Arizona Last State to Join CHIP Health Care Program

(Photo: Public Domain, Creative Commons)

(Photo: Public Domain, Creative Commons)

Arizona has rejoined a children's health insurance program for low- and middle-income families to become the last state in the US to offer coverage for health care, speech therapy, dental care, and other medical services to families who do not qualify for Medicaid.

The state was informed that the Centers for Medicare and Medicaid Services had passed Arizona's program to reapprove enrollment in the Children's Health Insurance Program (CHIP). The program will cover children up to 18 whose families earn more than is allowed to qualify for Medicaid but who cannot afford private health insurance, writes Lenny Bernstein of The Washington Post.

Between 30,000 and 40,000 young people will be eligible for health coverage because of the change, according to state estimates. Arizona stopped its KidsCare health services in 2009 because of the recession, which was a particularly difficult time for the Grand Canyon State. The 2010 Affordable Health Care Act banned states from decreasing health coverage for children. The program was eliminated in 2014.

Gov. Doug Ducey (R) signed into law a bill that restored admission to the program.

A Georgetown University study found that Arizona families who had to change from the KidsCare program to private health insurance paid more and received fewer advantages. At this same time, Congress was contemplating an end to funding by the federal government for CHIP, which covers over roughly 8 million youngsters

A spokesperson for the governor's office, Daniel Scarpinato, said Arizona would not be required to pay anything to opt back into CHIP since the federal government pays for the program until certain limits are attained.

Vera Gruessner, reporting for Health Payer News, quoted Senate President Andy Biggs (R-District 12):

"What we're talking about is a population that ObamaCare is already supposed to cover," Biggs told the Associated Press earlier this year. "And when people say it's free, it really isn't free, is it, because it's a taxpayer-funded program. So when we start talking about taxpayer-funded program, the question is it state taxes or is it federal taxes, but they're all coming from our taxpayers any way you look at it."

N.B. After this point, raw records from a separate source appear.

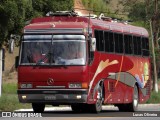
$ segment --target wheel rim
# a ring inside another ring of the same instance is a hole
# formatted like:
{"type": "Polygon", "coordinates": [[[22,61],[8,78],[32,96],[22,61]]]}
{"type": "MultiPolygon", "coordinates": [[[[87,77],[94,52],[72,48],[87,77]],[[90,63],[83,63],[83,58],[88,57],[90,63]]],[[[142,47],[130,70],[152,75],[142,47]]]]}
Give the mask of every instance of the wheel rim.
{"type": "Polygon", "coordinates": [[[97,108],[97,111],[102,110],[102,88],[98,90],[98,99],[96,102],[96,108],[97,108]]]}

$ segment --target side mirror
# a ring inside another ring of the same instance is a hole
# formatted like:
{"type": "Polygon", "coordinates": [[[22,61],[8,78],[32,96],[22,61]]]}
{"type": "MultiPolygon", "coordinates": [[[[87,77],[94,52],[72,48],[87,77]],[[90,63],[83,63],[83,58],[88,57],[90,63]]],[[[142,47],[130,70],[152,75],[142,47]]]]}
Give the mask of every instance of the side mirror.
{"type": "Polygon", "coordinates": [[[15,58],[15,68],[17,69],[19,66],[19,56],[16,56],[15,58]]]}
{"type": "Polygon", "coordinates": [[[90,39],[90,51],[94,52],[96,50],[96,38],[90,39]]]}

The eligibility manager at Tucson's El Rio Community Health Center, Catalina Laborin, said she believes adding this health insurance back into the loop will remove a huge burden carried by families. If parents have to take their child to a hospital emergency room, not only are they worrying about that young one but they also have the stress of being faced with an exorbitant bill, writes Cynthia Washington for KOLD-TV.

She added that having a safety net allows parents to bring their children in to be seen by a doctor.

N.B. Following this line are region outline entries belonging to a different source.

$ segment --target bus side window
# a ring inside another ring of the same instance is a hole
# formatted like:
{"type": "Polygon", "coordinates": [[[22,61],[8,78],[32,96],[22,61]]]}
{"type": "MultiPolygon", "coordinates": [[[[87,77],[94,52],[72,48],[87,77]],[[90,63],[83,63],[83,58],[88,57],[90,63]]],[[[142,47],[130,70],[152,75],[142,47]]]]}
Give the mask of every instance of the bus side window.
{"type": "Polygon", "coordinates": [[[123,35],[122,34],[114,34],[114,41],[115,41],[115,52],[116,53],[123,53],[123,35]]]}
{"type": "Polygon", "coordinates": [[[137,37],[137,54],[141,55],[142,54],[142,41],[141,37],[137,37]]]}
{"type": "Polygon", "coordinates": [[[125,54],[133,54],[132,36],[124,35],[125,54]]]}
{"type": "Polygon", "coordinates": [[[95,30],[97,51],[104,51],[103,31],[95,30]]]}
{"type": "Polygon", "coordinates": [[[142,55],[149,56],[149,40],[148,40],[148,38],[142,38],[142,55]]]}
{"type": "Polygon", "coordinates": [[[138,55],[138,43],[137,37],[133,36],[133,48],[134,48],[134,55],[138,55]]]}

When kids are covered, as they will be by CHIP, their ability to do well in school increases and their health is improved. And, according to Medicaid and CHIP research, the gains continue and take the form of higher educational achievement, better health, and even higher earnings as adults.

CHIP covers children with special health care needs, as well. The programs pay for physical, speech, language, and occupational therapies, explains State of Reform.